The ceremonies in the capital Sarajevo are not observed by Bosnian Serb officials.
Bosnia and Herzegovina has marked the 30th anniversary of its declaration of independence amid ongoing divisions in the Balkan country.
Ceremonies were held in the capital Sarajevo on Monday, attended by two of the three members of the Bosnian presidency -- a body consisting of representatives of the country's main ethnic groups: the Bosniaks, the Serbs and the Croats.
On 1 March 1992, the country held a referendum on independence from the former Socialist Federal Republic of Yugoslavia, with an overwhelming majority of 99.7% voted in favour, with a voter turnout of 63.4%.
The European Economic Community did not recognise Bosnia as an independent state until 7 April, with the UN recognising its independence on 22 May.
The result was condemned by Bosnian Serbs and months later began a war that lasted until 1995 and killed more than 100,000 people.

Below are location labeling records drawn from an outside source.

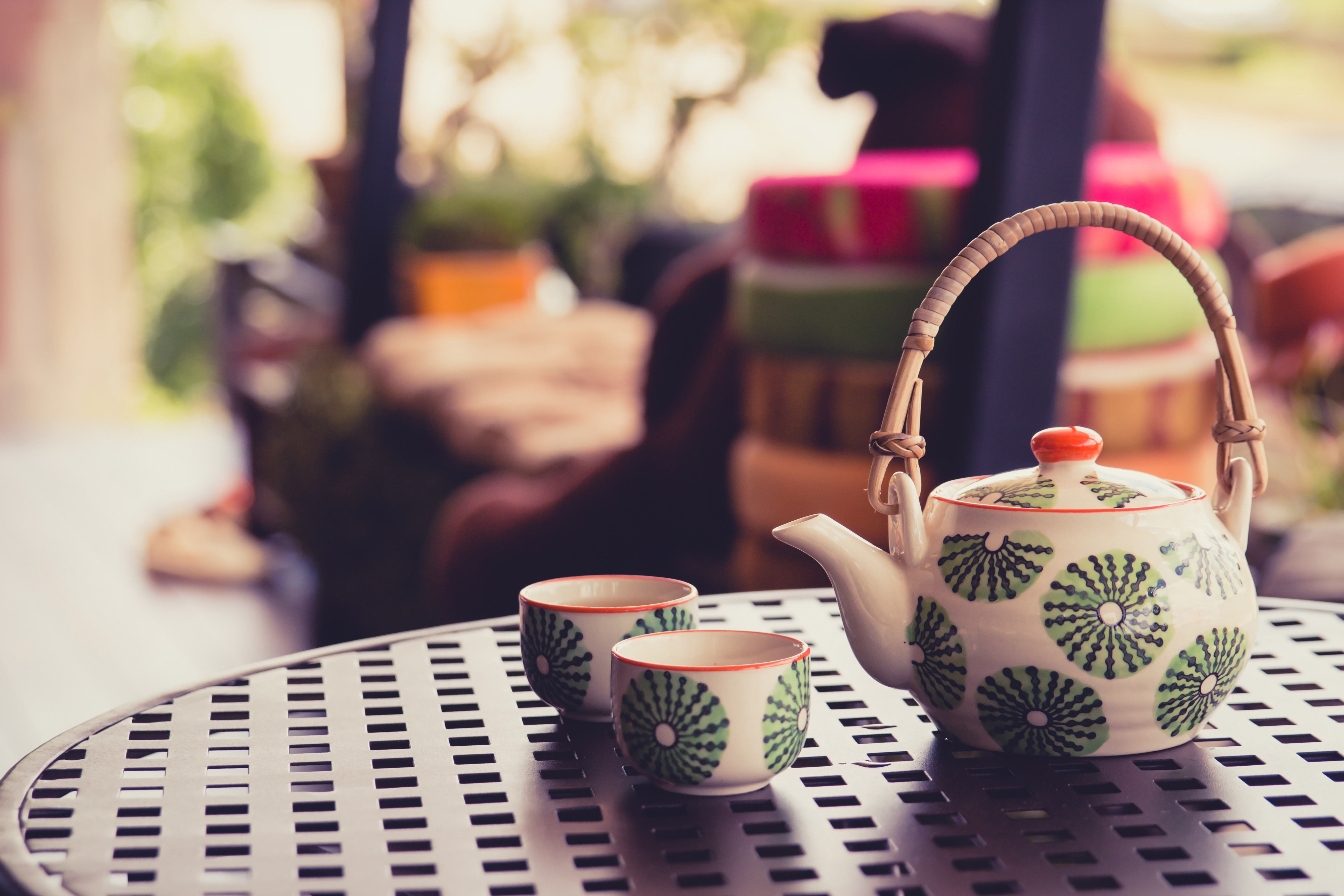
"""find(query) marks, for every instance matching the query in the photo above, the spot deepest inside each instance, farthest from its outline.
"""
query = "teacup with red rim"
(711, 712)
(569, 627)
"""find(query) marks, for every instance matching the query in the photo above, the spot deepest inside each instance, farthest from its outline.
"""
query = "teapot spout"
(1234, 507)
(871, 590)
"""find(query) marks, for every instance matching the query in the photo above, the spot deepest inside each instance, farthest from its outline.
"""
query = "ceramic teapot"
(1066, 609)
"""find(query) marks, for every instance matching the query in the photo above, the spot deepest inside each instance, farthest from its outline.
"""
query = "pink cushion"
(904, 206)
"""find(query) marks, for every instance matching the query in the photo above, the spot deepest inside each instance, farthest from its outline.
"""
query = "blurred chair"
(658, 508)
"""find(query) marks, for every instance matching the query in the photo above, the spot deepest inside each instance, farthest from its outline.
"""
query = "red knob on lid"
(1066, 444)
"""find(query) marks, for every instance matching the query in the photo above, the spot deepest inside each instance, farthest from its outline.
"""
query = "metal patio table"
(423, 765)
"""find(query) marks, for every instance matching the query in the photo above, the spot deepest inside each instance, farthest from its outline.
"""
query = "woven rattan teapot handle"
(1237, 418)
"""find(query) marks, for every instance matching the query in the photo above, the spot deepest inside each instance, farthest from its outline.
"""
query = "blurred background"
(326, 319)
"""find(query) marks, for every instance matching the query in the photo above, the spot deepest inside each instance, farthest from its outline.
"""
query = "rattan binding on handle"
(1237, 418)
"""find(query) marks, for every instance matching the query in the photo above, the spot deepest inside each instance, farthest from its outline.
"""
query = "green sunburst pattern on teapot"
(1199, 679)
(673, 726)
(979, 573)
(1041, 712)
(939, 655)
(678, 619)
(784, 727)
(1112, 495)
(1026, 492)
(554, 657)
(1108, 613)
(1215, 570)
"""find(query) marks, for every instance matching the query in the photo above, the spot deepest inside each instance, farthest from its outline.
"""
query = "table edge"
(18, 867)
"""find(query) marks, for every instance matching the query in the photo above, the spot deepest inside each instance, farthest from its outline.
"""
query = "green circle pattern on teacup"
(1214, 569)
(678, 619)
(674, 727)
(1199, 679)
(1027, 492)
(1108, 613)
(976, 571)
(786, 722)
(939, 655)
(1041, 712)
(554, 659)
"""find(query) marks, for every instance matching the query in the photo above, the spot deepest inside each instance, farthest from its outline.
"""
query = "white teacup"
(711, 712)
(568, 628)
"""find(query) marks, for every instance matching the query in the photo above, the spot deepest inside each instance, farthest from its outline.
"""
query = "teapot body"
(1076, 632)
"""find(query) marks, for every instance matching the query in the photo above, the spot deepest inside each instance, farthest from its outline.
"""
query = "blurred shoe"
(212, 545)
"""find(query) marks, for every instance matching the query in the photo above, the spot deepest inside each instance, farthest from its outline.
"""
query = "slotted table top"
(423, 765)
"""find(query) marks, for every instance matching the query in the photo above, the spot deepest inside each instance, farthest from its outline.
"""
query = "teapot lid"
(1068, 477)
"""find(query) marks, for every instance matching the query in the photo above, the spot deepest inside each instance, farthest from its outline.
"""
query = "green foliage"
(178, 351)
(358, 486)
(201, 159)
(498, 214)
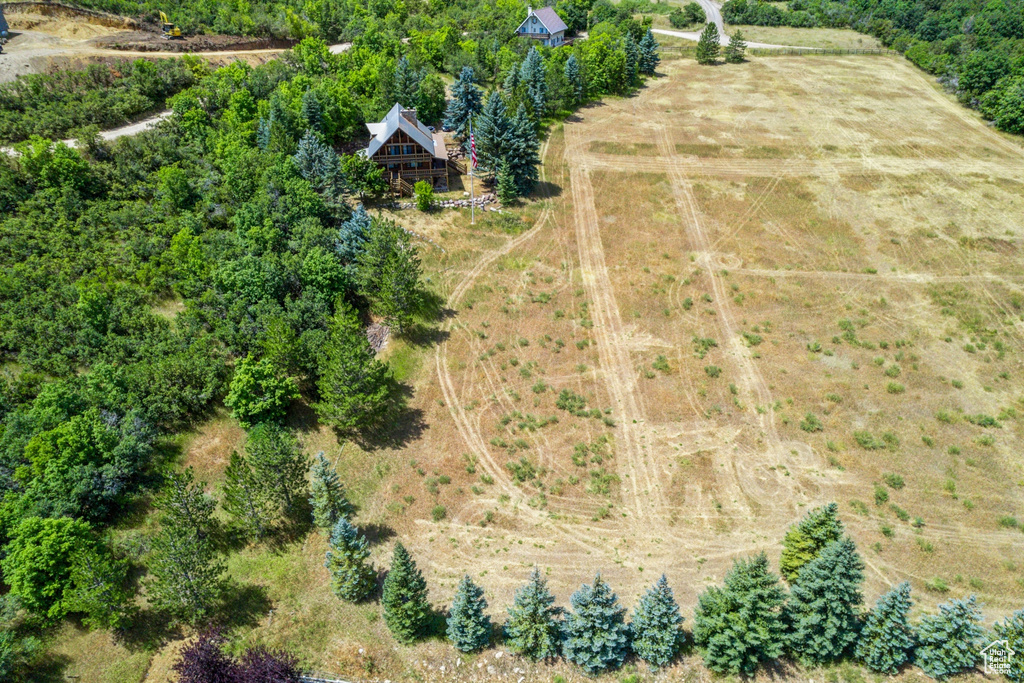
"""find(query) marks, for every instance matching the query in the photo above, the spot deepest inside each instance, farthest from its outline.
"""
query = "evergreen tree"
(949, 643)
(404, 598)
(493, 133)
(184, 504)
(351, 578)
(523, 156)
(353, 385)
(389, 272)
(312, 111)
(822, 608)
(184, 573)
(649, 57)
(655, 627)
(534, 627)
(886, 642)
(407, 83)
(327, 495)
(316, 162)
(278, 463)
(632, 59)
(1012, 630)
(573, 76)
(804, 541)
(465, 104)
(468, 627)
(596, 635)
(536, 82)
(247, 499)
(736, 49)
(739, 626)
(708, 46)
(352, 236)
(98, 589)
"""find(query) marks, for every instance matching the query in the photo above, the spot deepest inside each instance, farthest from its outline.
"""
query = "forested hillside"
(976, 48)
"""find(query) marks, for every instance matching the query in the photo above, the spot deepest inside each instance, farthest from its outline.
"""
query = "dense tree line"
(815, 617)
(974, 47)
(101, 95)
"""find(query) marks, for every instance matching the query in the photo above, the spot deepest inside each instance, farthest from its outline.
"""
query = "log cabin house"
(408, 151)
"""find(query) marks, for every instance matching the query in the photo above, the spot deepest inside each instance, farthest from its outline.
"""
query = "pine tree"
(573, 76)
(596, 635)
(804, 541)
(523, 156)
(886, 642)
(949, 642)
(465, 104)
(506, 189)
(468, 627)
(327, 495)
(736, 49)
(353, 385)
(739, 626)
(649, 57)
(389, 272)
(184, 504)
(351, 578)
(312, 111)
(822, 608)
(655, 627)
(352, 237)
(493, 133)
(278, 463)
(1012, 630)
(404, 598)
(632, 53)
(316, 162)
(184, 573)
(98, 591)
(407, 83)
(247, 499)
(534, 627)
(708, 46)
(536, 82)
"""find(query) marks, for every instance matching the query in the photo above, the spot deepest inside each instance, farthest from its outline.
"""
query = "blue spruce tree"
(739, 626)
(573, 76)
(494, 133)
(523, 154)
(596, 636)
(648, 54)
(822, 608)
(949, 642)
(404, 598)
(351, 578)
(468, 627)
(655, 627)
(886, 642)
(1012, 630)
(534, 628)
(804, 541)
(532, 77)
(465, 103)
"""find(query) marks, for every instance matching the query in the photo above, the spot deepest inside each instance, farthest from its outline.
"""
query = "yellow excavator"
(168, 30)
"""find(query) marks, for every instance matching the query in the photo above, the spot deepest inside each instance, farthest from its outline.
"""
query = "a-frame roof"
(394, 122)
(549, 17)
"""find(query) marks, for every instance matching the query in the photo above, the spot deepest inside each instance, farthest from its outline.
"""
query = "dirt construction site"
(744, 292)
(46, 37)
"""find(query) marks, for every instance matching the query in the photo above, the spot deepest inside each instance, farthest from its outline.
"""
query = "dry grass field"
(744, 292)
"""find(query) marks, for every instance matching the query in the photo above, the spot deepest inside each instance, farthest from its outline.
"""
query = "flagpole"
(472, 195)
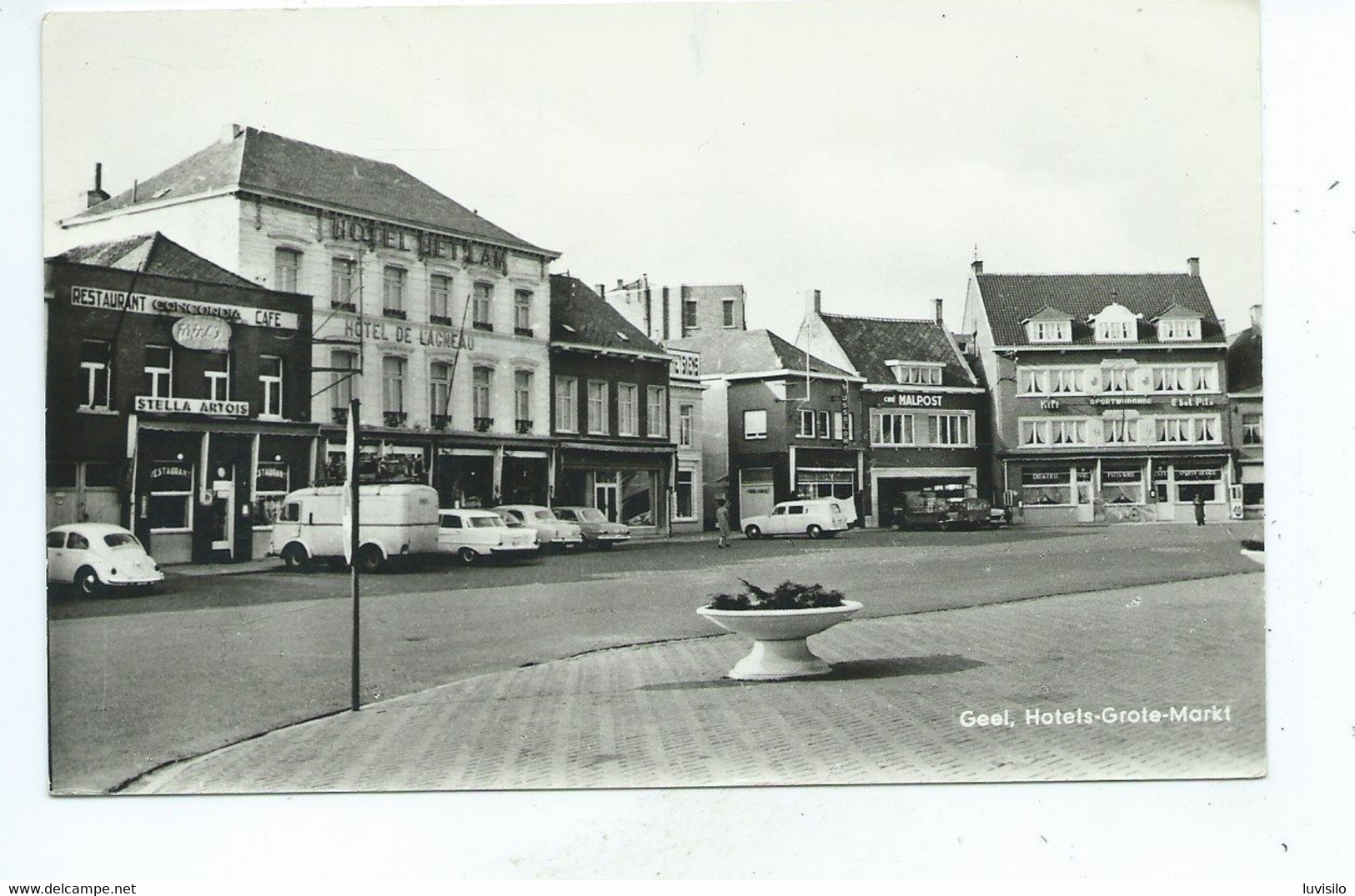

In 1995, the US-sponsored Dayton Peace Accords created two main administrative units in Bosnia — the Serb-dominated entity of Republika Srpska, or RS, and the Bosniak-Croat majority Federation of BiH.
The two entities were given some autonomy, with an umbrella state-level government with its three-way presidency — with each member representing one of the three main ethnic groups — and a council of ministers overseeing the country's main institutions, including the army, the top judiciary, and tax administration.
The Bosnian Serb member of the Presidency Milorad Dodik had labelled the celebration of independence "illegitimate" and ignored the anniversary as expected.
The celebration was also overshadowed by Russia's invasion of Ukraine, which UK Prime Minister Boris Johnson has compared to attacks on Sarajevo and the country during the Bosnian war.